This lecture introduces you to the basics what iRODS is and how you do simple data management as a user. To this end we will make use of the icommands - the commandline client to iRODS
- A user account on an iRODS 4.1.X system
- icommands client, Installation
The whole tutorial will guide you through the workflow indicated in the figure below. This part is about Step 1 ingesting data and administering data in iRODS via the icommands. You will have the role as an iRODS user. All commands shown in this part are either icommands or shell commands.
First we connect to an iRODS server and authenticate as iRODS user. The user account has to be created by the iRODS admin beforehand, see the following section Part 02.
iinit
When you connect for the first time, you will receive this answer:
One or more fields in your iRODS environment file (irods_environment.json) are
missing; please enter them.
Usually iinit uses the irods_environment.json to retrieve information to which iRODS instance to connect to and which user to use. If the file is incomplete or has not yet been generated you will have to provide this information:
Enter the host name (DNS) of the server to connect to: <ip adrdress or fully qualified hostname>
Enter the port number: 1247
Enter your irods user name: <irodsuser>
Enter your irods zone: <zonename>
The default port numer is 1247. The zone name, username and password will be provided by the iRODS admin. You can revisit the file and configuration in .irods/irods_environment.json. If you want to login as another iRODS user you will have to alter this file.

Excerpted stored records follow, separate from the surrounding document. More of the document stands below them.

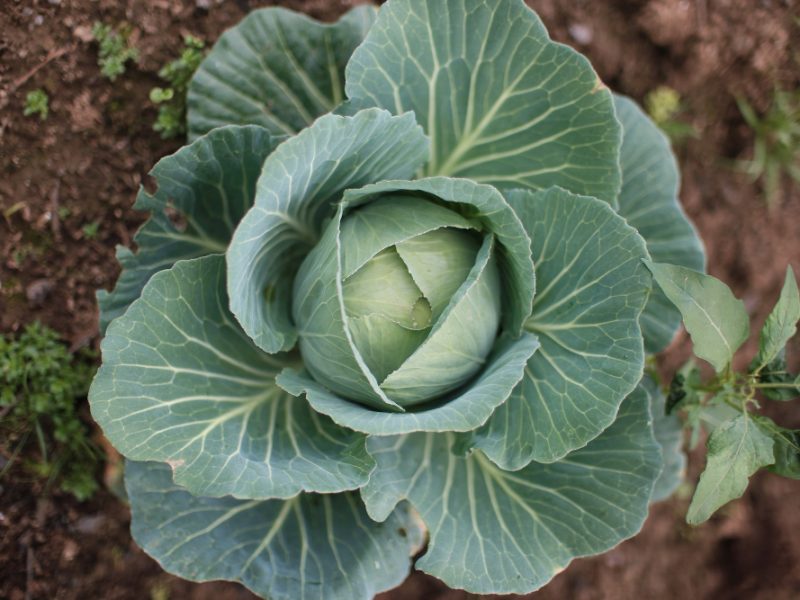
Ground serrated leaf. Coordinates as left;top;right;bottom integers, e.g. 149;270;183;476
226;109;428;352
755;267;800;369
474;188;650;469
97;126;283;331
187;6;376;139
345;0;621;204
646;262;750;373
89;255;374;498
614;94;705;353
125;462;422;600
686;414;775;525
362;386;660;594
638;375;686;502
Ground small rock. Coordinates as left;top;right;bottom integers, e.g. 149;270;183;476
25;279;56;306
569;23;594;46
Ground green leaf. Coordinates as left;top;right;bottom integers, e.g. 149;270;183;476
754;267;800;369
277;333;539;435
345;177;536;335
345;0;621;204
638;375;686;502
89;255;374;498
227;109;428;352
614;94;705;353
97;126;282;331
474;188;650;469
187;6;376;139
645;262;750;373
362;386;660;594
686;413;775;525
125;462;422;600
768;426;800;479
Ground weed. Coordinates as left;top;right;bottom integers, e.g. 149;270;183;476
644;85;697;144
22;88;50;121
92;21;139;81
150;35;205;139
736;89;800;206
0;323;99;500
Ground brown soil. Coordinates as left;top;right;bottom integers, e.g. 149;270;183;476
0;0;800;600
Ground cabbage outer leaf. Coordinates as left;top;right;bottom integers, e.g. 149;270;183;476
187;6;377;139
89;255;374;498
125;462;422;600
614;94;706;353
639;375;686;502
361;382;660;594
227;108;428;352
97;126;283;332
345;0;621;205
473;188;651;470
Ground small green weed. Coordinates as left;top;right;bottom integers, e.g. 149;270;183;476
150;35;205;139
92;21;139;81
644;85;697;144
0;323;100;500
22;88;50;121
736;89;800;206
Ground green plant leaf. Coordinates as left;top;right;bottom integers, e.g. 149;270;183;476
686;413;775;525
754;267;800;369
187;6;376;139
645;261;750;373
345;0;621;204
227;109;428;352
474;188;651;470
97;126;283;331
638;375;686;502
762;426;800;479
614;94;705;353
362;384;660;594
125;462;422;600
277;333;539;435
89;255;374;498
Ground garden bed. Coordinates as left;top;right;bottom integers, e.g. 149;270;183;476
0;0;800;600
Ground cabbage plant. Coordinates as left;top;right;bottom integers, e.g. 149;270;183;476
90;0;704;599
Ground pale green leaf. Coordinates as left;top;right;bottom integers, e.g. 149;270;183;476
187;6;376;139
474;188;651;469
686;413;775;525
338;177;535;335
755;267;800;368
614;94;705;353
89;255;374;498
227;109;428;352
646;262;750;373
97;126;282;331
277;333;539;435
125;462;422;600
345;0;621;204
638;375;686;502
362;386;660;594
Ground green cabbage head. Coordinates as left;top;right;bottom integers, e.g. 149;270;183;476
90;0;704;600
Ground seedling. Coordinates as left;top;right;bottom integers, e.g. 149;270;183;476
649;264;800;525
92;21;139;81
22;88;50;121
150;35;205;139
736;89;800;206
0;323;100;500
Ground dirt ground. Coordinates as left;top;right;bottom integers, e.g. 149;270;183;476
0;0;800;600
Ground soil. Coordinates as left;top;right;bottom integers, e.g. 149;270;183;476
0;0;800;600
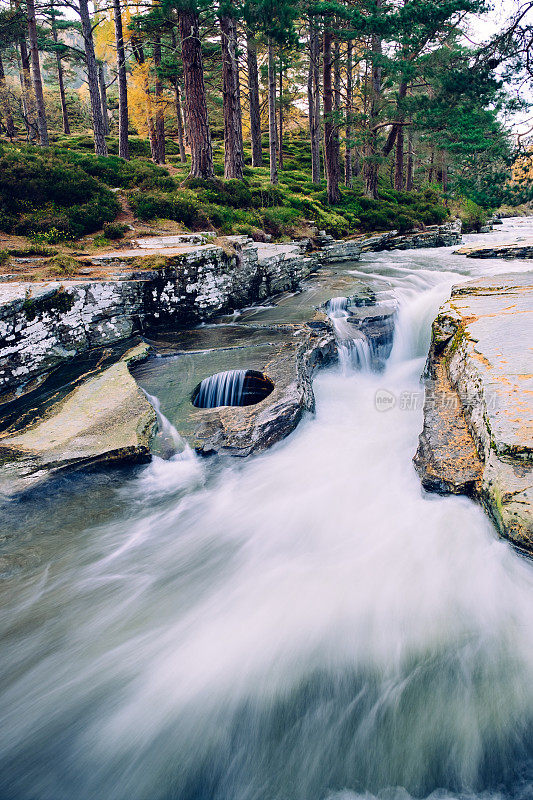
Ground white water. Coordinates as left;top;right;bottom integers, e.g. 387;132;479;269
196;369;246;408
0;219;533;800
327;297;372;374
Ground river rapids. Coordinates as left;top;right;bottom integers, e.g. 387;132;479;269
0;221;533;800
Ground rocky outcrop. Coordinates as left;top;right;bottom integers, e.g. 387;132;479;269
194;315;336;456
0;245;316;401
361;219;462;252
415;272;533;552
454;241;533;259
0;344;156;494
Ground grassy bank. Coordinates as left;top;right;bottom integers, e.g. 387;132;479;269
0;135;470;245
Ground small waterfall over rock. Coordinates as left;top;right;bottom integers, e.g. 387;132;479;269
327;297;372;372
327;297;348;319
144;392;192;459
193;369;246;408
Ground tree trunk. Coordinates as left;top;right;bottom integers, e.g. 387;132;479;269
0;53;17;139
174;81;187;164
405;125;414;192
364;0;382;200
171;28;187;164
131;35;159;162
441;150;448;194
220;14;244;180
307;17;320;183
153;33;166;164
179;11;214;178
268;38;278;183
333;34;342;113
394;126;403;192
17;36;37;142
26;0;49;147
50;2;70;136
324;19;341;204
246;30;263;167
278;56;283;169
113;0;130;161
98;63;109;136
344;39;353;186
428;148;435;185
79;0;107;156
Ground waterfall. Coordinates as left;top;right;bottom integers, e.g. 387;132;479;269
337;334;372;372
327;297;372;372
194;369;246;408
327;297;348;318
144;392;192;458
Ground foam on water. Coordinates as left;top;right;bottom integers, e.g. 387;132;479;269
0;217;533;800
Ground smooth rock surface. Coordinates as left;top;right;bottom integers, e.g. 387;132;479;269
361;219;462;252
415;272;533;552
194;314;336;456
0;344;156;494
455;242;533;259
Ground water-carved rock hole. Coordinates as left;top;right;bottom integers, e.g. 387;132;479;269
191;369;274;408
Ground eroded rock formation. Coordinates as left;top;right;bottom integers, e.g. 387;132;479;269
414;272;533;552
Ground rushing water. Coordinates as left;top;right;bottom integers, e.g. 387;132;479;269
195;369;246;408
0;217;533;800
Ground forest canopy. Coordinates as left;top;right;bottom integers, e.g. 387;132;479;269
0;0;533;239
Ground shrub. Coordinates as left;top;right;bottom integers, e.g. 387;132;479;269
459;198;489;233
130;189;199;225
260;207;298;236
104;222;129;240
0;147;120;238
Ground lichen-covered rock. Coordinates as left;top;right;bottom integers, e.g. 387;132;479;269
415;272;533;552
0;345;156;493
0;245;316;402
454;242;533;259
191;315;336;456
361;219;462;252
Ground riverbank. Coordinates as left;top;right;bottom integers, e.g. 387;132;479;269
0;217;533;800
415;271;533;553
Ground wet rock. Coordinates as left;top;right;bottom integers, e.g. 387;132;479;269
0;344;156;494
348;305;396;371
191;315;336;456
361;219;462;252
415;272;533;552
454;241;533;259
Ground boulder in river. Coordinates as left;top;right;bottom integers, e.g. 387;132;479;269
414;272;533;552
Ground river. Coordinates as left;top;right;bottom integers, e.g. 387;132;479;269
0;220;533;800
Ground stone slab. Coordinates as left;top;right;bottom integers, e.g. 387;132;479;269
415;272;533;552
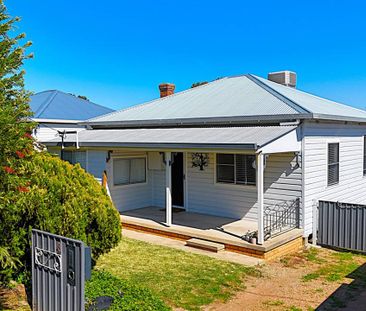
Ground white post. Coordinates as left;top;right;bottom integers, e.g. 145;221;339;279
257;153;264;244
313;200;319;245
165;152;172;227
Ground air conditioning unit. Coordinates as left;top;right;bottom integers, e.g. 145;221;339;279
268;70;296;87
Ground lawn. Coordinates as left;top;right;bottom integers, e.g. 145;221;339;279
96;237;259;310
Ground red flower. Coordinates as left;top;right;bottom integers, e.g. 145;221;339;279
18;186;29;192
3;166;15;174
24;133;33;139
15;150;25;159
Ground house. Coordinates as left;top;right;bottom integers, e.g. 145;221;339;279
43;71;366;258
30;90;113;178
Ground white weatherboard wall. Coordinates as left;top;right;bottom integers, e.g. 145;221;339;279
108;153;302;219
33;123;85;142
187;153;301;219
303;122;366;235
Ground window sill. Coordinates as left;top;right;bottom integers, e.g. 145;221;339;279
111;182;148;189
214;182;257;190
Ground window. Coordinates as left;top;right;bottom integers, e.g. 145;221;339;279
216;153;256;185
328;143;339;186
63;150;86;169
113;158;146;185
363;136;366;176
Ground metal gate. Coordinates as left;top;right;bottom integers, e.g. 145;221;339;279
32;230;91;311
317;201;366;252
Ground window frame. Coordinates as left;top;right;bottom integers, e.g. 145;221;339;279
111;155;148;188
60;149;88;171
214;152;258;189
327;141;341;187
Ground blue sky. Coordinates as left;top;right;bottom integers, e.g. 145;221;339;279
5;0;366;109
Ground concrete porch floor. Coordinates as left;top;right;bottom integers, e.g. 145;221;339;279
121;206;303;258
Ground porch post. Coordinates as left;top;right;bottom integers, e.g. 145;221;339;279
165;152;172;226
257;153;264;244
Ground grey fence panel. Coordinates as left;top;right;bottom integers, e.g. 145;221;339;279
317;201;366;252
32;230;90;311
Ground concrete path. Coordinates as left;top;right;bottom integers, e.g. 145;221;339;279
122;229;264;266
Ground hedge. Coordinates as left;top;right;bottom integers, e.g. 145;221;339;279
0;152;121;283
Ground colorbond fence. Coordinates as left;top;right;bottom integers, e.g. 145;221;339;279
317;201;366;252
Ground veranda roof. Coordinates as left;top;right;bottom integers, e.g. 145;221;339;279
45;126;297;150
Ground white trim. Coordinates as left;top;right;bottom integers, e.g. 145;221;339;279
183;152;189;211
257;129;301;154
85;149;89;173
165;152;172;227
32;118;85;124
325;140;341;188
256;153;264;245
110;154;149;189
301;126;306;236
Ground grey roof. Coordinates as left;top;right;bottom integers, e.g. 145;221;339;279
87;75;366;126
30;90;113;121
46;126;296;149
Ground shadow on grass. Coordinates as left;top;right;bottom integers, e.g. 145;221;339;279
316;264;366;311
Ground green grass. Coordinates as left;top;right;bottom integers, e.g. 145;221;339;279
96;237;259;310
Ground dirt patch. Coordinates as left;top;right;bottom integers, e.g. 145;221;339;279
0;284;31;311
205;249;366;311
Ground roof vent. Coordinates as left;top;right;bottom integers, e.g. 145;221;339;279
268;70;296;87
159;83;175;97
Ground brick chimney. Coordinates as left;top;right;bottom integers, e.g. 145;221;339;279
159;83;175;98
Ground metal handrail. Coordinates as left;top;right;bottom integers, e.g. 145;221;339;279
264;198;300;240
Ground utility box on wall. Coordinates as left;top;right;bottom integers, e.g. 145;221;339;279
32;230;91;311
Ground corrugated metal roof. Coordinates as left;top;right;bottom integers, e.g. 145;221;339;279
90;76;297;122
30;90;113;121
46;126;296;149
256;77;366;118
88;75;366;126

iRODS zone: always contains exactly one so-called iCAT catalogue, which is a database containing user information, the mapping from physical storage to iRODS logical path for data and which hosts metadata attached to data.

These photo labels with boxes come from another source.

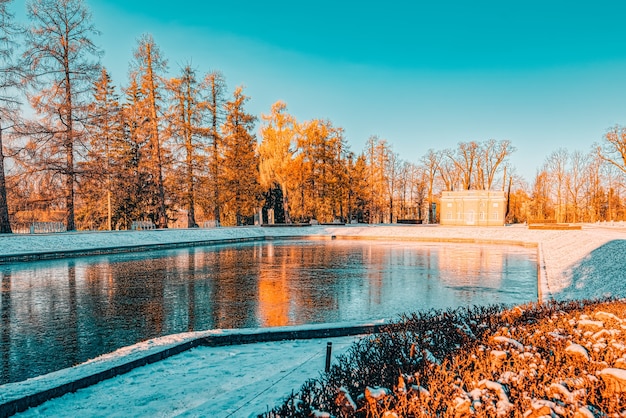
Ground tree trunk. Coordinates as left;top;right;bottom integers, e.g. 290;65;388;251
280;183;291;224
0;126;13;234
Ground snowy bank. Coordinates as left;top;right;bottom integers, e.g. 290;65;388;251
0;225;626;300
0;225;626;416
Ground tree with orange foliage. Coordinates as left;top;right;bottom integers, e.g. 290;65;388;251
597;126;626;174
133;34;169;228
259;101;298;223
221;87;260;225
23;0;100;231
0;0;19;234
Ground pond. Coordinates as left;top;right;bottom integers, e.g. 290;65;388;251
0;240;537;384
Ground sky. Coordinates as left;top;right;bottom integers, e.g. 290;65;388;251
9;0;626;182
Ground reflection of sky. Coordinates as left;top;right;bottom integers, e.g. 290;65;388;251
0;240;537;383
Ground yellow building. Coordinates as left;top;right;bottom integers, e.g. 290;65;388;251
439;190;506;226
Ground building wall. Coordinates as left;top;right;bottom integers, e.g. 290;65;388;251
439;190;506;226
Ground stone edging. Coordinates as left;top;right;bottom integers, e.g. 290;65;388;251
0;323;386;418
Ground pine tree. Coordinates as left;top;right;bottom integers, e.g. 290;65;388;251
168;66;213;228
259;101;298;223
134;35;168;228
77;68;123;230
0;0;19;234
204;72;226;226
24;0;100;230
222;87;260;225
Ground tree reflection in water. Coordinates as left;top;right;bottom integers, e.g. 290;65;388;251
0;240;537;384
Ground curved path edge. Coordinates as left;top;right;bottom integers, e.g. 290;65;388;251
0;322;386;418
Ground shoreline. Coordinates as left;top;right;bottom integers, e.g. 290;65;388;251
0;224;626;301
0;225;626;415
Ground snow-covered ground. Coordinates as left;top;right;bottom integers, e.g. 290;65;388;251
0;224;626;417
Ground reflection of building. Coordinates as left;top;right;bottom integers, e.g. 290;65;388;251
440;190;506;226
438;244;506;288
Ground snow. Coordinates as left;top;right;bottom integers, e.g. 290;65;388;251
0;225;626;417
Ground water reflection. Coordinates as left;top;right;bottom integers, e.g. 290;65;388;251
0;240;537;384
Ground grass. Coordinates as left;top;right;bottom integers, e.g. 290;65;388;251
263;300;626;418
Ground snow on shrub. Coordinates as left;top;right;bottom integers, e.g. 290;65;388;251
263;300;626;418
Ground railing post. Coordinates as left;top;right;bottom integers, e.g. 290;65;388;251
325;341;333;373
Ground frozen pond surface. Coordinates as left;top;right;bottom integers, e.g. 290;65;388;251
0;240;537;384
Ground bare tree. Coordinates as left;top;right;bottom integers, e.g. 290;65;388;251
546;148;569;222
259;101;298;223
23;0;100;230
597;126;626;174
476;139;515;190
422;149;444;224
204;71;226;225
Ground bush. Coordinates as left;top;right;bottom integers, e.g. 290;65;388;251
262;299;626;418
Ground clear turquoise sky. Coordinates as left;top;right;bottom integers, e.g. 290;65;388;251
15;0;626;181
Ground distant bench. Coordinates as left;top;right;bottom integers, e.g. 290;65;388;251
528;223;582;230
397;219;422;225
130;221;156;231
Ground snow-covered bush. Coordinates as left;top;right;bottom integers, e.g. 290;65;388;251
265;300;626;418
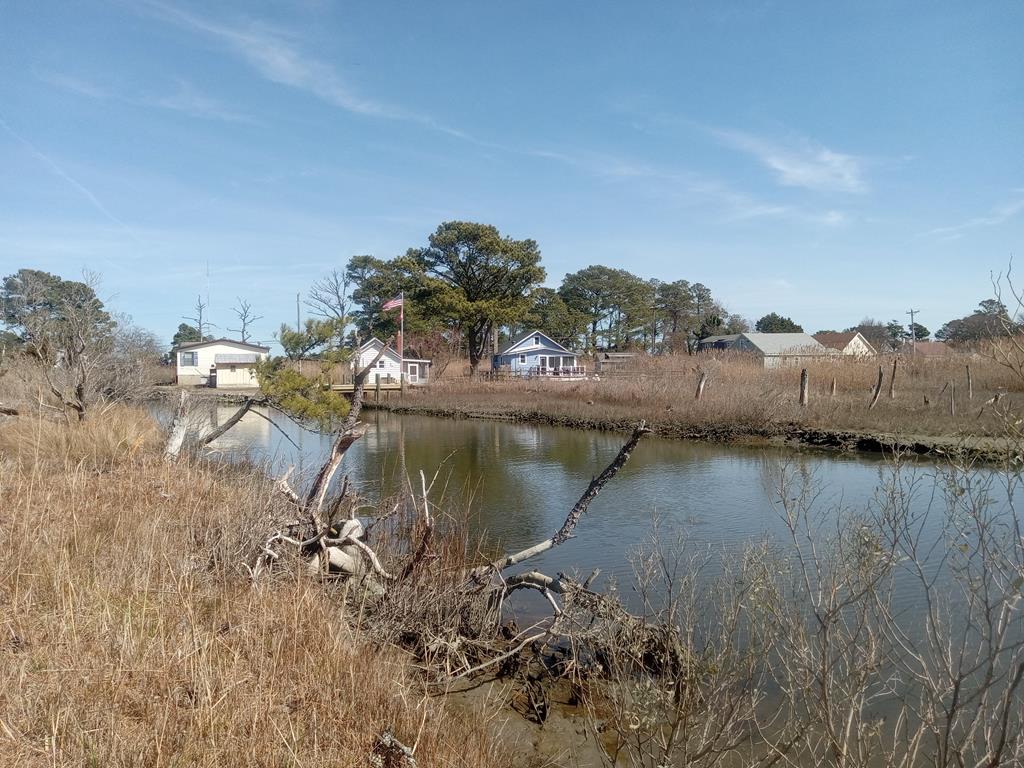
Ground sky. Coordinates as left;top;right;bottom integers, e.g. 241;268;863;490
0;0;1024;341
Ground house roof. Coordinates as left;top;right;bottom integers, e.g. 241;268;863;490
903;341;953;356
814;331;876;352
359;337;401;362
172;339;270;352
814;331;859;349
740;333;830;355
697;334;739;344
497;330;574;354
213;352;259;366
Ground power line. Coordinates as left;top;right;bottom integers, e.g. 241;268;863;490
906;309;921;354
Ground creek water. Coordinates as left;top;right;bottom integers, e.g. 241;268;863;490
172;406;1008;606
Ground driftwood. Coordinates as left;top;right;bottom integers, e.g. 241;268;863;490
472;422;650;581
199;397;254;445
251;339;394;581
164;390;188;461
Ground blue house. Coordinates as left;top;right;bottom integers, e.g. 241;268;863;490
490;331;587;379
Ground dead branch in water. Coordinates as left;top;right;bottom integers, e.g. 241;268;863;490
473;422;650;581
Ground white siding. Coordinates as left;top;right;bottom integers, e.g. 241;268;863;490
176;342;267;386
217;362;259;389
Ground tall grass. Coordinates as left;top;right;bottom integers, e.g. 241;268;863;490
402;354;1022;436
0;411;508;766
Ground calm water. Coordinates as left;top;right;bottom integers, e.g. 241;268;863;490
178;406;1006;602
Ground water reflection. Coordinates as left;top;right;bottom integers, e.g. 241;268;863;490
192;407;966;593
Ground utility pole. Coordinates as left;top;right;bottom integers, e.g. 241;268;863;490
906;309;921;354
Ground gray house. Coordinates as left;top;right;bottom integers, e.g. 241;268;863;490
490;331;587;379
728;333;839;368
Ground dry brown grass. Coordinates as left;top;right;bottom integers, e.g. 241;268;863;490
0;413;508;766
402;354;1024;436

Resources: Software or Hardware system that stores data. The iRODS system abstracts from the hardware and software so that you, as a user, can put data into certain resources without specific knowledge on the protocols to use.
iRODS collections: As a user you have access to a collection, just as a home directory on a linux system. In this collection you can create subcollections and store data. You can retrieve and store data and collections by using the iRODS (logical) path. The iCAT catalogue will take care of the mapping to the actual physical path.

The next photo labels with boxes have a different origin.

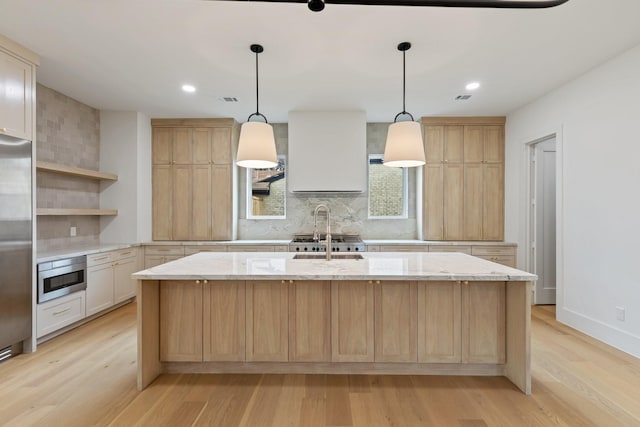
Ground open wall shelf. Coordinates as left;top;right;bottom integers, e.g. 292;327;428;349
36;160;118;181
36;208;118;216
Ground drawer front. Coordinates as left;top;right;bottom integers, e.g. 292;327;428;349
380;245;428;252
36;291;85;338
474;255;516;268
113;248;138;261
184;245;227;255
471;246;516;256
227;245;274;252
87;252;115;267
429;245;471;255
144;245;184;256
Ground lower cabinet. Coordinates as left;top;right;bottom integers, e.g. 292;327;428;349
331;280;374;362
160;280;203;362
418;281;506;364
160;280;506;364
288;280;331;362
202;280;246;362
36;291;86;338
246;280;289;362
86;248;139;316
374;280;418;362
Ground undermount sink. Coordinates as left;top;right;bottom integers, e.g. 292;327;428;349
293;254;364;260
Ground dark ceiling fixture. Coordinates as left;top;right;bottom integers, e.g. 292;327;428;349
225;0;569;12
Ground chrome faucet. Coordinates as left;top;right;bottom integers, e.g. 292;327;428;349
313;203;331;261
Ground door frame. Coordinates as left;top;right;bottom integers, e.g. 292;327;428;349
522;126;564;307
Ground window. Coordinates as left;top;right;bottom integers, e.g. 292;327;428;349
247;157;287;219
369;154;408;219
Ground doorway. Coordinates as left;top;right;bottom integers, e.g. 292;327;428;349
529;135;557;304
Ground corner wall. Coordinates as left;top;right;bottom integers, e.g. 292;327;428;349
505;45;640;357
100;111;151;243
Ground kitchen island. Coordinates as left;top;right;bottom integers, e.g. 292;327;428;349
134;252;536;394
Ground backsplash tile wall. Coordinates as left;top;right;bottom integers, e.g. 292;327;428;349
36;84;100;251
238;123;418;239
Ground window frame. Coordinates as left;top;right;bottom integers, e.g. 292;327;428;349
245;155;287;220
367;154;409;219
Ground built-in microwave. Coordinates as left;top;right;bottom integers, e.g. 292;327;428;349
38;255;87;303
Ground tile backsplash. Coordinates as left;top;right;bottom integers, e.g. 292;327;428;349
36;84;100;251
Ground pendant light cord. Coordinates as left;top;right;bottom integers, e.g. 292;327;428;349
393;42;415;123
247;44;269;123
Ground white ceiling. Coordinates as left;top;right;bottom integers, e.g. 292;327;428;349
0;0;640;122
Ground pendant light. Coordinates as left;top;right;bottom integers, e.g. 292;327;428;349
383;42;425;167
236;44;278;169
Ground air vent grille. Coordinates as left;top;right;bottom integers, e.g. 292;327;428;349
0;346;13;362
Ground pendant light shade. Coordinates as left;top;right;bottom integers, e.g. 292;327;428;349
236;122;278;169
236;44;278;169
383;42;425;167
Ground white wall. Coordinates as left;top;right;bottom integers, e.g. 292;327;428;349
505;45;640;357
100;111;151;243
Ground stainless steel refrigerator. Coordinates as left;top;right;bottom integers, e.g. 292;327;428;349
0;134;33;360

With the following command you can retrieve some information on the iRODS system you are working on:
ienv
You will see an answer of the system similar to the one below:
NOTICE: Release Version = rods4.1.6, API Version = d
NOTICE: irods_session_environment_file - /home/irodsadmin/.irods/irods_environment.json.2440
NOTICE: irods_user_name - irods
…
NOTICE: irods_zone_name – aliceZone
NOTICE: created irodsHome=/aliceZone/home/irods
NOTICE: created irodsCwd=/aliceZone/home/irods
iinit | Log on |
iexit full | Log off |
ienv | Client settings |
ihelp | List of icommands |
ipasswd | Change iRODS password |
iuserinfo | User info |
ierror | Information on error code |
The most important icommand will be:
ihelp
This will print out all commands the client knows.
You can retrieve help on any icommand with:
<command> -h
or
ihelp <command>
iput | Upload data to iRODS |
iget | Download data from iRODS to local file system |
Let us first create a first test file in your linux home-directory.
nano test.txt
My first test file
We will now upload the file to iRODS
iput -K test.txt
The flag -K triggers iRODS to create a checksum and store this checksum in the iCAT metadata catalogue.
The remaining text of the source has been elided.